Dari hugging ke cracking ke rage
Job hugging hanyalah satu contoh. “Quiet cracking” menggambarkan karyawan yang diam-diam bekerja lebih keras dan lebih lama tanpa merasa dihargai atau memiliki tujuan, yang menyebabkan ketidakpedulian dan kinerja buruk. Rage applying adalah respon frustasi pekerja yang merasa diabaikan dan membanjiri pasar dengan resume, bahkan jika mereka tidak benar-benar berencana untuk pergi.
Semua ini adalah tanda peringatan dari budaya tempat kerja yang tidak memenuhi harapan karyawan. Survei kami menunjukkan kurang dari setengah karyawan (48%) percaya perusahaan mereka peduli pada mereka, turun dari 54% tahun lalu. Hampir satu dari lima (18%) percaya perusahaan mereka tidak peduli sama sekali dengan kesehatan mental mereka, dan hanya 60% yang mengatakan perusahaan mendorong mereka untuk mencari dukungan kesehatan mental, turun lima poin dari 2024.
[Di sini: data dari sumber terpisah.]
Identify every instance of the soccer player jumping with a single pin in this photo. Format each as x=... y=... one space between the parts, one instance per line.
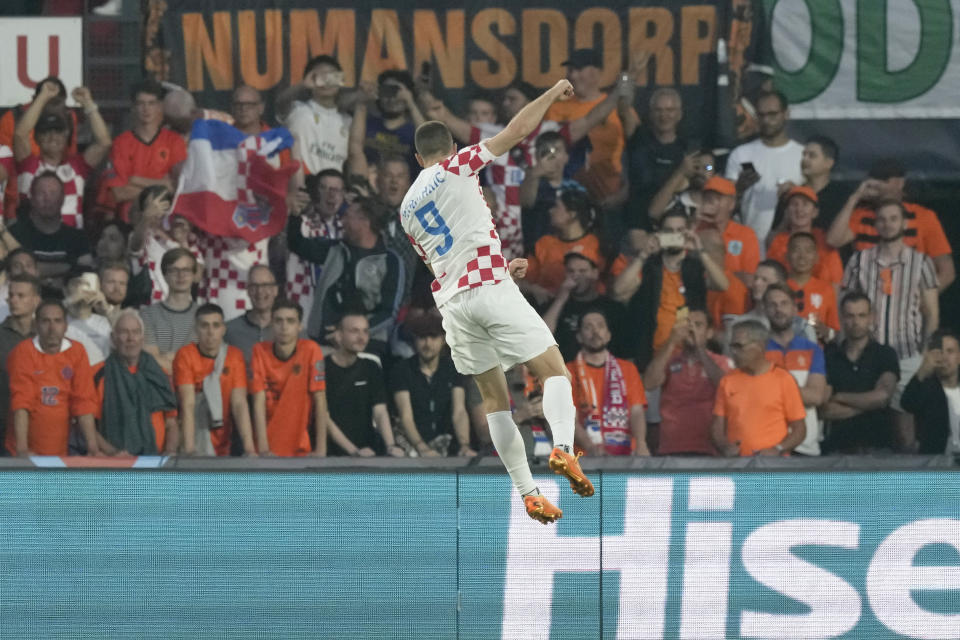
x=490 y=326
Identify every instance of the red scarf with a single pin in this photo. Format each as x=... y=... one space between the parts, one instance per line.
x=614 y=414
Apa yang bisa dilakukan pemimpin
Data-data ini langsung menjadi resiko untuk retensi, produktivitas, dan kinerja. Pemimpin bisa menggunakan tanda peringatan ini untuk memulai perubahan yang proaktif:
Analisis tanggung jawab karyawan baik di dalam dan di luar jam kerja, dan cari keseimbangan antara produktivitas dan kehidupan kerja. Dorong karyawan untuk mengambil cuti (PTO) dan istirahat, dan tunjukkan perilaku ini di tingkat eksekutif. Ketika ditanya apa yang paling membantu dengan kelelahan, peserta survei memilih lebih banyak waktu libur, bekerja dari rumah, dan minggu kerja empat hari sebagai tiga pilihan teratas mereka.
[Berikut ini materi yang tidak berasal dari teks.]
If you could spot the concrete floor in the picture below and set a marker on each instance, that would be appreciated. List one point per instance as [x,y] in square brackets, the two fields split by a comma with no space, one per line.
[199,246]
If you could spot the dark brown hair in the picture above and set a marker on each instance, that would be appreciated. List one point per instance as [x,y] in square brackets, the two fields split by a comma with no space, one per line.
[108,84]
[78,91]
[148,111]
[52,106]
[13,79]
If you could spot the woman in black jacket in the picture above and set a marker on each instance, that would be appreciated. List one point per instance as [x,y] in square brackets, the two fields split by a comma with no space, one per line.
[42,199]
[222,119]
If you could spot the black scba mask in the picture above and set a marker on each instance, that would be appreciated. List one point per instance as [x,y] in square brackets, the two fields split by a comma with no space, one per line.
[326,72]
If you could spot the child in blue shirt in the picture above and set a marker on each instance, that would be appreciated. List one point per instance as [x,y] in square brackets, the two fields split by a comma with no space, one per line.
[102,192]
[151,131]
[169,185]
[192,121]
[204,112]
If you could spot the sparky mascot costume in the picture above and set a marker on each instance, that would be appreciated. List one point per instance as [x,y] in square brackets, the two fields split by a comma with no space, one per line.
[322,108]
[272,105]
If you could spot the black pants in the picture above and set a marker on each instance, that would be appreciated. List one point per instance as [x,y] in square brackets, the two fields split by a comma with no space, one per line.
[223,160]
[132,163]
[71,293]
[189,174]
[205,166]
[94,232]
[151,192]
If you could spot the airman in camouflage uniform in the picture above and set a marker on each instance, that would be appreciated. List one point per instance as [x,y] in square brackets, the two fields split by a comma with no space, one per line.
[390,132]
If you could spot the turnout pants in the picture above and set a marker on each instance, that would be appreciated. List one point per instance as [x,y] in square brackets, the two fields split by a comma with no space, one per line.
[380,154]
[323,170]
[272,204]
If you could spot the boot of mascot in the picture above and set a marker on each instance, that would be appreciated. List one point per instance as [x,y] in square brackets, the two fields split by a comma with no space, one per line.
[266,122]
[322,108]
Bangun kembali kepercayaan dengan terlihat dan menunjukkan kepedulian. Buatlah kepemimpinan dapat diakses dan mudah didekati, apakah Anda memimpin HR, keuangan, operasi, atau seluruh perusahaan. Tunjukkan kepedulian melalui sumber daya kesehatan mental dan komunikasi yang konsisten. Kurang dari setengah karyawan sekarang percaya perusahaan mereka peduli pada mereka, sebuah kesenjangan kepercayaan yang tidak boleh diabaikan pemimpin mana pun.
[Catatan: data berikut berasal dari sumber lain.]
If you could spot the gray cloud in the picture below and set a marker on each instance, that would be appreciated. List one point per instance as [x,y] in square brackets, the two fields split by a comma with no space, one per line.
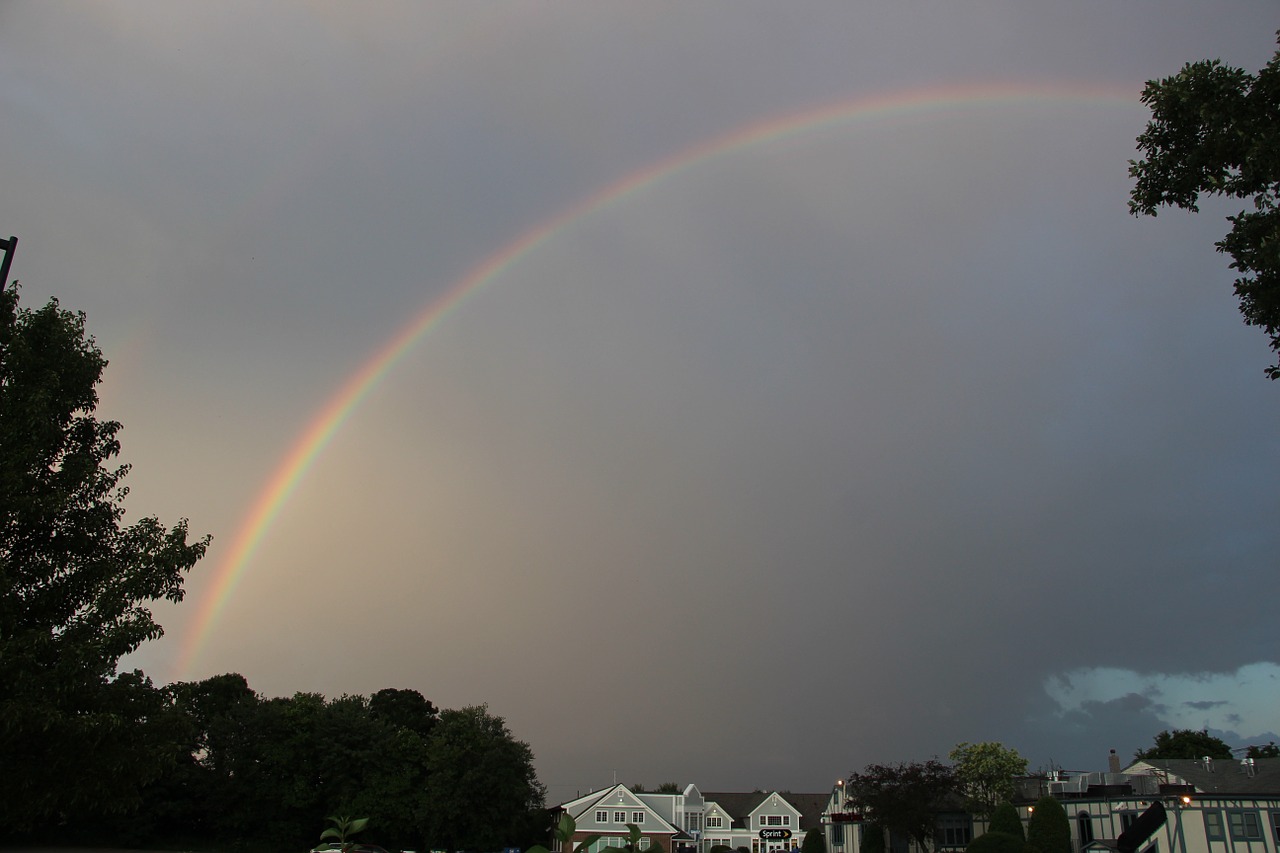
[827,451]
Dorong job hugging untuk alasan yang benar. Buatlah jalur karier dan peluang berkembang yang melampaui program HR untuk menyentuh setiap fungsi. Rayakan masa kerja dan perkuat budaya pengembangan, sehingga orang bertahan karena mereka ingin.
Di balik setiap istilah yang catchy ada pengalaman karyawan: kelelahan, frustrasi, atau harapan untuk sesuatu yang lebih baik. Pertanyaannya bukanlah apakah karyawan akan terus membungkus frustrasi mereka ke dalam istilah baru. Mereka akan. Pertanyaannya adalah apakah para pemimpin akan bertindak.
Pada akhirnya, istilah tren mungkin memiliki masa pakai yang pendek, tetapi tanggung jawab kepemimpinan untuk turun tangan dan membantu mencegah masalah yang mendorong istilah-istilah ini adalah selamanya.
Pendapat yang diungkapkan dalam tulisan opini Fortune.com adalah murni pandangan penulisnya dan tidak selalu mencerminkan pendapat dan keyakinan Fortune.